Germany's Mental Cruelty won the headlining slot. Like their compatriots, the band is rooted in deathcore although it too chose not to play by all of its rules. The band lines up as Lukas Nicolai (vocals), Nahuel Lozano and Marvin Kessler (guitars), Viktor Dick (bass), and Danny Strasser (drums). The pink lights that did Ov Sulfur no favors were replaced with blue ones that generated hot whites for Nicoli, and deep shadows for the rest of the band. Nicolai is new to the act, and his screeches are suited for the symphonic direction the act seems to be headed in. I'm sure in some corner of the Internet there is a forum of metalheads that have big opinions on this, but for those in the audience it didn't seem to matter if his barks, growls, and squeals represented the right type of beast for the band's back catalog. That said, I guess trolls belong in metal too.

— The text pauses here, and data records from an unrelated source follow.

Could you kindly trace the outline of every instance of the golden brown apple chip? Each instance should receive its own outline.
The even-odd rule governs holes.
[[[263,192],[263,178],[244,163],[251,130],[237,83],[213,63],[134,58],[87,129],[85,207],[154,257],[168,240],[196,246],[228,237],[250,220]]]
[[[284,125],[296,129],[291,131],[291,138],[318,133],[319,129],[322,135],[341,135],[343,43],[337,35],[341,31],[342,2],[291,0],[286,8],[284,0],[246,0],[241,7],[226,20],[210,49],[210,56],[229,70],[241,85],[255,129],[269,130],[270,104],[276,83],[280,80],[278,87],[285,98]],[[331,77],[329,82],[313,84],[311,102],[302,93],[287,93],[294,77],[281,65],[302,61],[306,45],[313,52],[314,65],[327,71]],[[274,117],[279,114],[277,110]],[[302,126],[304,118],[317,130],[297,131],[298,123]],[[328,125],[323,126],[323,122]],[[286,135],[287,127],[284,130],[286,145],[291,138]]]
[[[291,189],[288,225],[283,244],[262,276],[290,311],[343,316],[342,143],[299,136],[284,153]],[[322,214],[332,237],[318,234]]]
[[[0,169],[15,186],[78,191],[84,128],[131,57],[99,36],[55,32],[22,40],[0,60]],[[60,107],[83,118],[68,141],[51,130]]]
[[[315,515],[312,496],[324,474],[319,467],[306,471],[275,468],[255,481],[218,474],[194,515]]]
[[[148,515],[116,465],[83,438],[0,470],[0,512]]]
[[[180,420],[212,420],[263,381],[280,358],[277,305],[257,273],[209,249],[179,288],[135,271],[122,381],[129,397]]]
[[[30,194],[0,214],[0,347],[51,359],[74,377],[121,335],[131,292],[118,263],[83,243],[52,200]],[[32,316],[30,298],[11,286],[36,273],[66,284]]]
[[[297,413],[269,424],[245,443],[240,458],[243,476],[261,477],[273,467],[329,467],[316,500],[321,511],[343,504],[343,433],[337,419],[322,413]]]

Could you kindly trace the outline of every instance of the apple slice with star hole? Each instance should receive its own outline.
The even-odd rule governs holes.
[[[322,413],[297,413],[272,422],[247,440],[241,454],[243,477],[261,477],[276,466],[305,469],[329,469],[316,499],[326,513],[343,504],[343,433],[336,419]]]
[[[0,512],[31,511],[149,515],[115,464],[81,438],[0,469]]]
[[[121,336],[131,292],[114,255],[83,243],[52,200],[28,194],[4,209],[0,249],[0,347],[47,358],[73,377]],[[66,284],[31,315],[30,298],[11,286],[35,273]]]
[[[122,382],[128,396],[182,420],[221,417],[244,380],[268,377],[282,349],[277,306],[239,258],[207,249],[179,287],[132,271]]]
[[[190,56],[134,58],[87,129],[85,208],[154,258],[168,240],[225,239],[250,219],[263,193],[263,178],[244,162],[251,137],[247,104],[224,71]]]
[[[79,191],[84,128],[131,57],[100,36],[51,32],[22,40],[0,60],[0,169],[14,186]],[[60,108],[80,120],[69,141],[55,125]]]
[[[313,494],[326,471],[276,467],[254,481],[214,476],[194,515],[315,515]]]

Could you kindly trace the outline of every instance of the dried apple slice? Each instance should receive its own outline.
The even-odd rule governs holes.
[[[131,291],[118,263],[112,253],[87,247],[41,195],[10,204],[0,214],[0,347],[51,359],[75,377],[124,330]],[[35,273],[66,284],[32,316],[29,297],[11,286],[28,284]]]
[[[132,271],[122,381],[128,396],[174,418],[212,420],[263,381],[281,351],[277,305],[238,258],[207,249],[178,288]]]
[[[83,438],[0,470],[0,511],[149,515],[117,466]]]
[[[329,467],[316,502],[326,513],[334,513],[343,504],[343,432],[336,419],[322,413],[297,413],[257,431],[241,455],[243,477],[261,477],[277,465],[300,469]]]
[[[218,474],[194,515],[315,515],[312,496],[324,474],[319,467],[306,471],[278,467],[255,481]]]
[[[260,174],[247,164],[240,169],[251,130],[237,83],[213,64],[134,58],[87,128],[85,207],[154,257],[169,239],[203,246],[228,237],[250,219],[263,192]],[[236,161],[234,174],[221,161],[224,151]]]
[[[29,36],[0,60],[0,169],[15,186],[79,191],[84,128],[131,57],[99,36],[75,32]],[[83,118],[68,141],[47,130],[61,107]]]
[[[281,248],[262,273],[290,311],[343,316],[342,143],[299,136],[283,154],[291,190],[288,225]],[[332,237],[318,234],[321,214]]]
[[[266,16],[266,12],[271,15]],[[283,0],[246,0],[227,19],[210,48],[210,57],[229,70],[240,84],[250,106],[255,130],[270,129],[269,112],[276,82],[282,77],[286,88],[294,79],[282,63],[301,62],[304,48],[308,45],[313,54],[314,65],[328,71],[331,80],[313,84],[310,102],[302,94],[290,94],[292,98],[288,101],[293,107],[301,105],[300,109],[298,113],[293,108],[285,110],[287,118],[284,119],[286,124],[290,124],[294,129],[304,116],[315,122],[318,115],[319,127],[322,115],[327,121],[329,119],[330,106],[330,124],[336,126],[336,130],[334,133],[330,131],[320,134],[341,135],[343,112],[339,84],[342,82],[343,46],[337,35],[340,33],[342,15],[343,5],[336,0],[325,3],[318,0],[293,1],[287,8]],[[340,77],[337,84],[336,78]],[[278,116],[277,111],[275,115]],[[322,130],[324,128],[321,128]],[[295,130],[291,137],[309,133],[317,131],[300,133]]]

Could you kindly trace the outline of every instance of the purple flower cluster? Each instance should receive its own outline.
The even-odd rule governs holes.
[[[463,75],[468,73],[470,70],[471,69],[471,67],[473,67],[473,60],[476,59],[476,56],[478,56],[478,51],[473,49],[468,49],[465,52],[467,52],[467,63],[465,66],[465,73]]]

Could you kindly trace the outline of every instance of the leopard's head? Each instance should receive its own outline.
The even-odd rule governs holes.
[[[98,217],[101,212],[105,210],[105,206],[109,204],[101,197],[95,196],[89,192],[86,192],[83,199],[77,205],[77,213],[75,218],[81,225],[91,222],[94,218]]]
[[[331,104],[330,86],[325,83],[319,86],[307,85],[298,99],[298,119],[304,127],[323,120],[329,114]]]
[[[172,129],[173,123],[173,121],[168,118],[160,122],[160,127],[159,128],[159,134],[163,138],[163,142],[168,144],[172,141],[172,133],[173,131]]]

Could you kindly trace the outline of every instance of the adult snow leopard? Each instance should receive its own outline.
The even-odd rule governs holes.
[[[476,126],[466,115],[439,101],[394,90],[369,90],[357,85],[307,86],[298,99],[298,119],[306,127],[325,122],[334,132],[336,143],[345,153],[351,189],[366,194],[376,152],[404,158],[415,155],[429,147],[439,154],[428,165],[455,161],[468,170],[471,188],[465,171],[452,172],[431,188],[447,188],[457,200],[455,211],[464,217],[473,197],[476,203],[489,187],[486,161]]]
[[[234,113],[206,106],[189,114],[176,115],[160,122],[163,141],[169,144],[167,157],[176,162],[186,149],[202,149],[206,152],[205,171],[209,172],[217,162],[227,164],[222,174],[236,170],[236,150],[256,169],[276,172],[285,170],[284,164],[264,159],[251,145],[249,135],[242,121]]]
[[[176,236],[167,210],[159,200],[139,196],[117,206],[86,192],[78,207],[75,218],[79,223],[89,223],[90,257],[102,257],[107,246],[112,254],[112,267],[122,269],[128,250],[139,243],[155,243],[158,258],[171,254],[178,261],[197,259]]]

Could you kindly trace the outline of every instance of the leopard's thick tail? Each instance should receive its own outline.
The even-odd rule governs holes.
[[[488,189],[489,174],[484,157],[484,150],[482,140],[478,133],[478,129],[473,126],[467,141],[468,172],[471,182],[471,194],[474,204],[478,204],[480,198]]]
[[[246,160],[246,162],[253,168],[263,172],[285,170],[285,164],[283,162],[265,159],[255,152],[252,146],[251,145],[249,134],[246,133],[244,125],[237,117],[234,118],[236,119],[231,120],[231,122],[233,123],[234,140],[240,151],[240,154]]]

For most of Mental Cruelty's 40-minutes on stage, deathcore kept the audience slamming, while it was the contrasting tremolo picking and sweeping leads that mesmerized me. And the cowl worn by Dick. I was into that cowl. Sadly, most of the chapters outlined in the Complete Handbook of Banter for Deathcore and other Metal Frontmen had already been pilfered earlier in the evening, leaving Nicolai with little to say that the audience had not already heard. He did, however, pull out one trick from the appendix. As the band began the blackened "Symphony of a Dying Star" from last year's Zwielicht, Nicolai asked the audience to hold up their phones and turn on the flashlights to create a sea of stars. Sampled strings bolstered this epic composition, dancing merrily behind a medieval folk melody. The entirety of "Avgang" was also prerecorded, allowing the band a water break before launching into the brutal "Ultima Hypocrita." Sadly, the song's completely gonzo solo (performed by guest guitarist Yo Onityan on the album) was not part of the live show.

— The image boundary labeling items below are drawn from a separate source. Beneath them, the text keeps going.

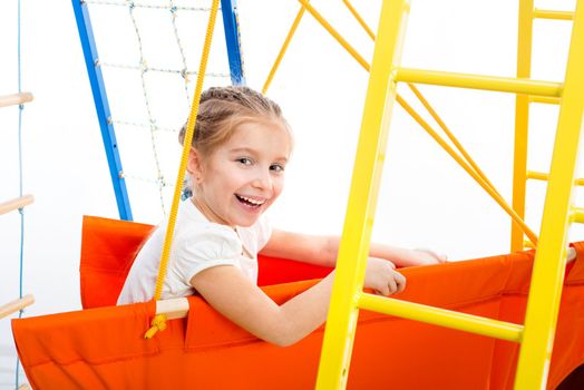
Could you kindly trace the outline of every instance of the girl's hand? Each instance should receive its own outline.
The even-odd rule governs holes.
[[[364,286],[385,296],[402,292],[406,289],[406,277],[395,269],[396,266],[390,261],[369,257]]]
[[[411,250],[409,252],[410,263],[412,263],[412,265],[440,264],[448,261],[446,255],[437,254],[430,250]]]

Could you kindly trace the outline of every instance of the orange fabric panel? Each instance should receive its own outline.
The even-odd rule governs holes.
[[[101,234],[123,235],[132,230],[127,224],[121,223],[121,231],[106,226]],[[95,243],[104,248],[111,242]],[[118,255],[127,262],[139,245],[136,240],[126,246],[132,255]],[[584,245],[575,246],[580,259],[562,296],[551,389],[584,363]],[[106,257],[118,274],[127,272],[127,265]],[[91,270],[104,271],[95,261]],[[532,263],[533,252],[526,252],[403,269],[408,289],[397,298],[520,323]],[[101,277],[97,271],[95,275]],[[313,283],[263,289],[281,303]],[[201,298],[189,298],[189,303],[188,318],[168,321],[168,329],[153,340],[143,339],[153,302],[13,320],[12,329],[35,389],[313,388],[322,328],[295,345],[278,348],[237,328]],[[361,311],[348,388],[510,389],[517,351],[515,343]]]
[[[81,304],[114,305],[134,257],[154,226],[128,221],[84,216],[81,236]]]

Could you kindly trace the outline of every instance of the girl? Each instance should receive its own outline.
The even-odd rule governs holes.
[[[184,142],[185,128],[179,139]],[[211,88],[201,97],[187,172],[193,196],[178,209],[163,299],[201,294],[260,339],[290,345],[327,319],[334,271],[276,305],[256,286],[257,253],[334,266],[338,237],[271,230],[263,213],[282,192],[292,135],[280,107],[247,87]],[[140,250],[118,304],[153,298],[166,226]],[[400,292],[398,266],[440,262],[424,251],[371,245],[364,286]]]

At 10:20 it was all over. I quickly packed up my camera then slipped out the front door only to be enveloped in a snow squall. Earlier in the day it had been nearly 80°. While the meteorologists talked about fronts and isobars, I knew better, this was the doing of one of those haggard wizards. This was black magic perpetrated against me. For eavesdropping earlier. For doubting the validity of magic. For wearing a green t-shirt depicting a cartoon bear riding a scooter to the deathcore show. I guess that answers my question – I don't belong in the metal scene.